Sculptrice, je modèle l’argile, en particulier la terre à grès, avec passion depuis une vingtaine d’années. Auparavant j’ai exploré longuement l’aquarelle de paysage, le dessin et la peinture. Le travail en volume avec cette matière originelle, malléable à la main qu’est l’argile, me convient tout à fait. Je vais apprendre à penser en volume et, au fil du temps, je modèle des personnages, des bustes, sans croquis préalable, en confiance avec la matière avec le désir incessant de lui donner vie et de l’habiter. Je modèle des personnages comme on écrit des poèmes, tissés au fil des mois et des saisons.
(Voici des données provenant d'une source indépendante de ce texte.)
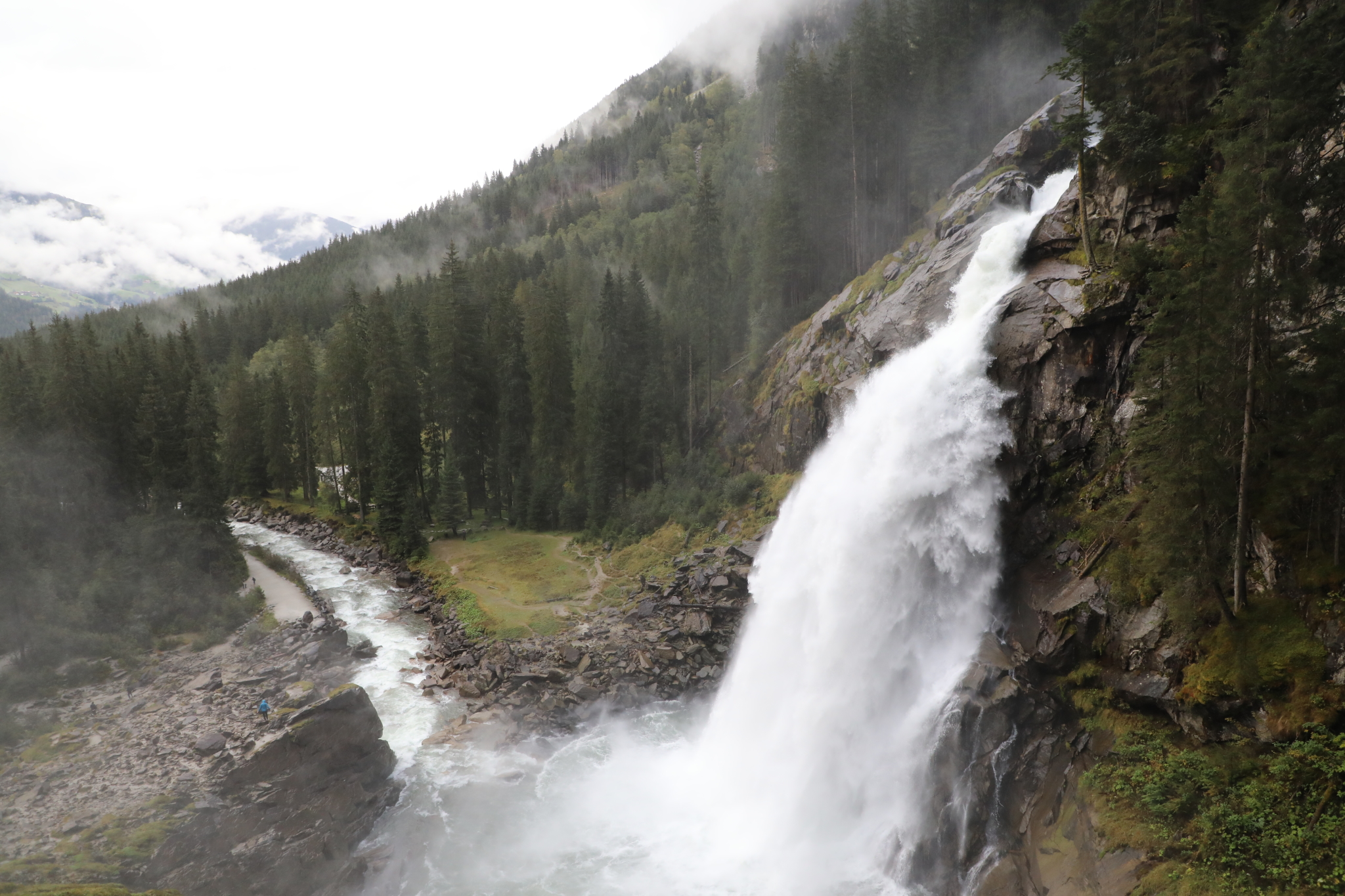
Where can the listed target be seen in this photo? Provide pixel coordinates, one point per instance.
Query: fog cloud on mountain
(101, 250)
De nouvelles thématiques apparaissent, d’autres se tarissent avant de réapparaître plus tard sous une autre forme. Je ne suis pas dans une pensée conceptuelle mais dans un ressenti perméable au quotidien et à tout ce qui me traverse. Cette citation de La Tour du Pin m’accompagne chaque jour : « N’avez-vous pas en vous un monde immense ? Alors soyez son cri » Je candidate avec une série de bustes « Les Pléiades » à un moment où j’ai besoin de revenir à la figure, de la décliner en plus grand format, de m’éloigner du visage habituel, peut-être inspiré du mien. Je vais aller, entre autres sources, puiser chez les peintres de la Renaissance. Je les ai nommés Pléiades pour les relier au cosmos. Convoquer leur dimension poétique car cet amas d’étoiles connu depuis les Hébreux, les Aztèques, les Grecs, appartient aux grands mythes. C’est aussi nous renvoyer à cette matière première et brute, longuement travaillée et rêvée, dont on sait scientifiquement qu’elle est poussière d’étoiles… Une poésie en acte.